Materials and Methods

Patient and Graft Characteristics

This retrospective study was performed in patients transplanted at Memorial Sloan Kettering Cancer Center (MSKCC) between 10/2005 and 5/2012. The analysis was approved by the MSKCC Institutional Review/Privacy Board. All CBT recipients during this period received double-unit grafts. Eligible patients for this analysis included all consecutive adult and pediatric double-unit CBT recipients transplanted for hematologic malignancies. Double-unit CB grafts were selected on the basis of donor-recipient 4-6/6 HLA-A,-B antigen, -DRB1 allele match, cryopreserved total nucleated cell (TNC) dose ≥ 1.5 (increased to ≥ 2.0 × 107/kilogram (kg)/ unit in 2011), and the CB bank10.
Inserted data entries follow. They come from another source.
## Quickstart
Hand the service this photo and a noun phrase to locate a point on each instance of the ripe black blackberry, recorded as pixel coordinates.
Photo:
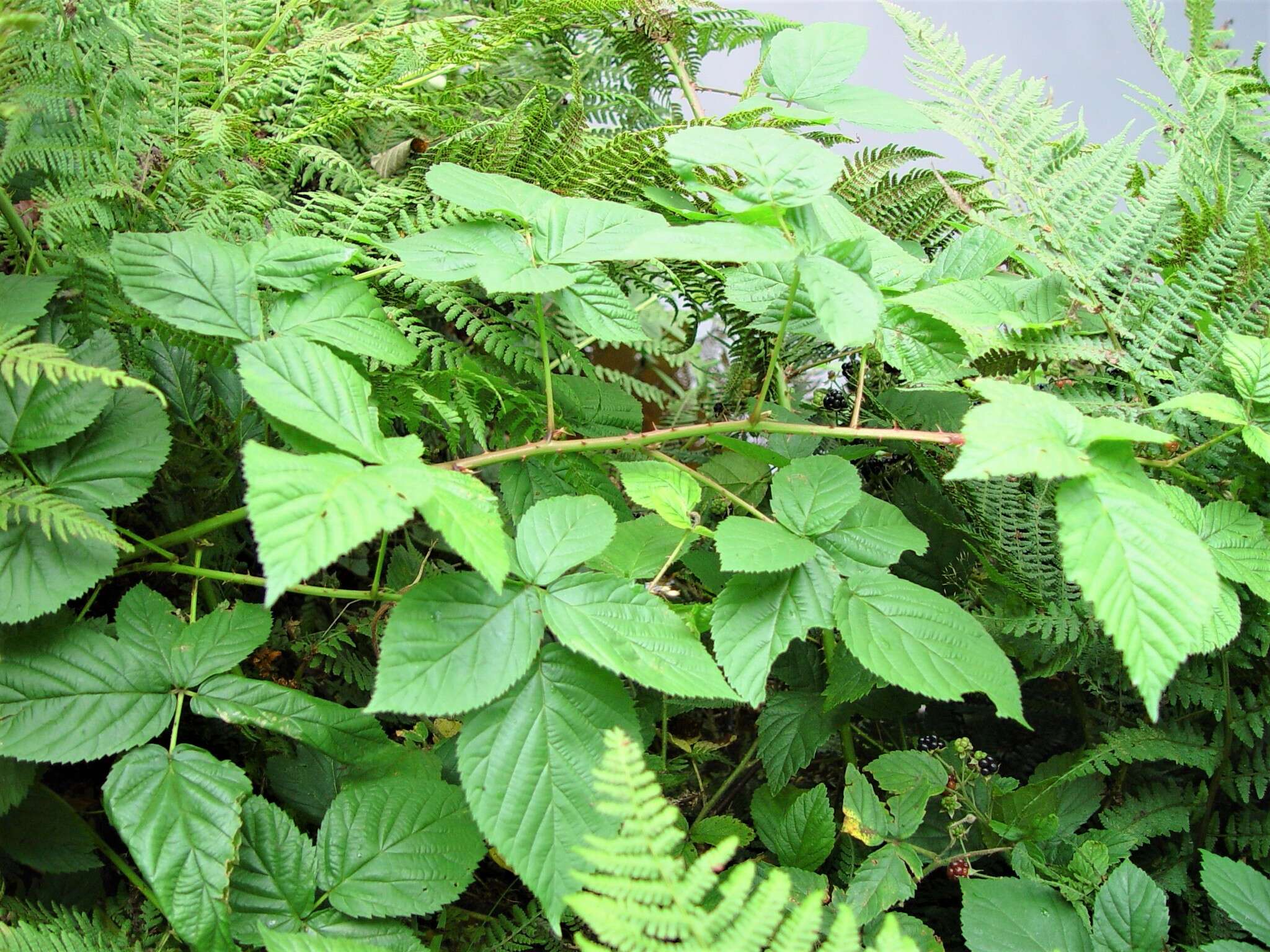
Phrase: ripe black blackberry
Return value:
(835, 399)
Conditioning Regimens and GVHD Prophylaxis

Pre-transplant conditioning varied according to patient's age, diagnosis, remission status, prior therapy, and co-morbidities, and consisted of myeloablative and non-myeloablative regimens11-13 (Table 1). Granulocyte-colony-stimulating factor was given to all patients post-transplant, immunosuppression was a calcineurin inhibitor (predominantly cyclosporine-A) and mycophenolate mofetil starting day −3, and no patient received ATG.

Table 1.

Patient demographics and characteristics of the dominant unit in engraftment* (n = 157).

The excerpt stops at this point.